Lastly, WCAG 3.0 will have a larger focus on cognitive disabilities. That focus felt especially timely given another session I went to called "Designing for Optimal Cognitive Function." One of the presenters, Dr. Anne Forrest, shared her experience as a person with a traumatic brain injury. She described having an instantaneous negative reaction to a website that used black text on a yellow background. For her, seeing yellow or red colors in a design communicates a feeling of caution or danger. Her experience was documented in the book "Maximum Accessibility" by John M. Slatin and Sharron Rush (2002):

“Even after changing the style sheet to display white text on a blue background, this informant explained that for her, the multiple colors used to differentiate various sections of the form were simply additional information that she had to take into account. She reported that the "background" colors never receded into the background but remained in her consciousness and demanded attention each time she looked at the screen. The effect was to siphon off energy that she would rather have used to read the items on the form and to make the decisions that judging requires.”

The range of what "accessible" means for people with cognitive disabilities is vast. Color, layout, information density, motion, language complexity: all of it varies enormously from person to person. I'm hopeful that WCAG 3.0 will give designers and developers clearer guidance for navigating this landscape.

Document Accessibility (PDFs, Presentations, and Training)

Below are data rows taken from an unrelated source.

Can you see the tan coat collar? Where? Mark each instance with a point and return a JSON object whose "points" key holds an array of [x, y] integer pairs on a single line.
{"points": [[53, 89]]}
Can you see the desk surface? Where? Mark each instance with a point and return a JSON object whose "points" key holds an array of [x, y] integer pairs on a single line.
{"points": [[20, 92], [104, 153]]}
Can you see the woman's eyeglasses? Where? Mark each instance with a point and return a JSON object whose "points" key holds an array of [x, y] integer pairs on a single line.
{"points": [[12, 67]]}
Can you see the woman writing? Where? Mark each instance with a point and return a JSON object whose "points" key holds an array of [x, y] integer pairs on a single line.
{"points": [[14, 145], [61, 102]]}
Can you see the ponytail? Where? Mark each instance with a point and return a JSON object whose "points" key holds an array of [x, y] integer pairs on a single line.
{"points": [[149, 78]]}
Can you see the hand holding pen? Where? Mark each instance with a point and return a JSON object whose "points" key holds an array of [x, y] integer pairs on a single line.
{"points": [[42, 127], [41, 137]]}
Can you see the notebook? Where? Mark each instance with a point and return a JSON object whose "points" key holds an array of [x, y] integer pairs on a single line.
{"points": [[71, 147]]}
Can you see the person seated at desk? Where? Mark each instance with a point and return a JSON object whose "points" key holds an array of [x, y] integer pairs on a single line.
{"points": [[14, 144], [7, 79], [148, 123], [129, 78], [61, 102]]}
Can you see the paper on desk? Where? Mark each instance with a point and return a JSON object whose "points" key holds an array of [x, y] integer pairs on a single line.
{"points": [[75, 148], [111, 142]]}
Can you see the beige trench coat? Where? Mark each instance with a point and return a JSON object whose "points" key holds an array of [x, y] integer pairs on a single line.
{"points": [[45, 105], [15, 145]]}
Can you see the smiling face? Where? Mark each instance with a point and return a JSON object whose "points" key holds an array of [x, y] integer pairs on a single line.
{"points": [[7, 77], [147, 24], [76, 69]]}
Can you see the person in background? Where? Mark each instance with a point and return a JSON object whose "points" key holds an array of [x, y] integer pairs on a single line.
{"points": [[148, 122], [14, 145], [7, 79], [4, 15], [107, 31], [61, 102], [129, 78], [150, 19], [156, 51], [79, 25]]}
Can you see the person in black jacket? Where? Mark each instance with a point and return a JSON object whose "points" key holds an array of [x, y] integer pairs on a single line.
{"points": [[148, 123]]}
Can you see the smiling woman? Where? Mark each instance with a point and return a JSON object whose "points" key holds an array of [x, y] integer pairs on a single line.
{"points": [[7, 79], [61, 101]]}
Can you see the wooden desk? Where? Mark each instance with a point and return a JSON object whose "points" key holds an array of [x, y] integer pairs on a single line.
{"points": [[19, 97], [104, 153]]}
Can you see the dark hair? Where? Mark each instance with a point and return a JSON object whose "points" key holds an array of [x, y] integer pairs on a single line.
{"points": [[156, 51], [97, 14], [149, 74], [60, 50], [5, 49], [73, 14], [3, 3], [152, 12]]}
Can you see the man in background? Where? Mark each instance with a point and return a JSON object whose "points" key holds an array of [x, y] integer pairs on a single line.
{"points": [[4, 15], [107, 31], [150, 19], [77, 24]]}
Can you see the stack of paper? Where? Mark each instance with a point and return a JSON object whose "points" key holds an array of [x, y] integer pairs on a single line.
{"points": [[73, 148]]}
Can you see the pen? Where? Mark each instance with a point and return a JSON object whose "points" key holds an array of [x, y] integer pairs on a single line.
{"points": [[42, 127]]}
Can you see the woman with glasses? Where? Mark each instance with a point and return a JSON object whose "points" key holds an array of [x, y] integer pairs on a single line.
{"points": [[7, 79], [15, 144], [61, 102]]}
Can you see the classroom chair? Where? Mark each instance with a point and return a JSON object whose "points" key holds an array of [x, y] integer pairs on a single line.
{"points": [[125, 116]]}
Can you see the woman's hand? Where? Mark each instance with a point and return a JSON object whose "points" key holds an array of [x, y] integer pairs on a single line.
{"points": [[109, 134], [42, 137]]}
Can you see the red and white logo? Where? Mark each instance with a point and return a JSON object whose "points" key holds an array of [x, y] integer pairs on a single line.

The conference inspired me to create a personal goal for the year: earn IAAP's Accessible Document Specialist (ADS) certification. While the focus of my career has been web technologies, I produce a lot of presentation decks and training materials in my work these days. So when I was picking sessions at AccessU, I looked  for sessions about PDF remediation, accessible presentations, and training formats.

The first thing I learned was that the accessibility community does not like PDFs. Many folks started their careers in digital accessibility by doing PDF remediation, and the stories of long days spent remediating documents, only to have them replaced by a new version with a fresh crop of accessibility errors, were enough to make anyone sympathize. But PDFs aren't going anywhere, and understanding how to make them (and presentations and training sessions) accessible will be an increasingly important part of my work at Capellic.

I picked up a lot of practical strategies from these sessions that I'm planning to write about separately as I work toward that certification. For now, I'll just say: if you've ever agonized over whether your slide deck or PDF is actually usable by everyone, you're not alone, and there are clear paths forward.

Maybe join me in Austin next year?

Everyone at AccessU seemed to share a goal of making our world more accessible. It was validating to talk to people who have faced similar digital accessibility barriers in their organizations and codebases.

I'm walking away with new skills and new ways of thinking, both to help me in my day-to-day work at Capellic and to prepare me for my next IAAP accessibility certification.

During one of the keynotes, civil rights attorney Eve Hill said we were all collectively pushing back against "thoughtlessness elevated into systems." I look forward to continuing that fight at Capellic, with our clients, and maybe with you in Austin next year.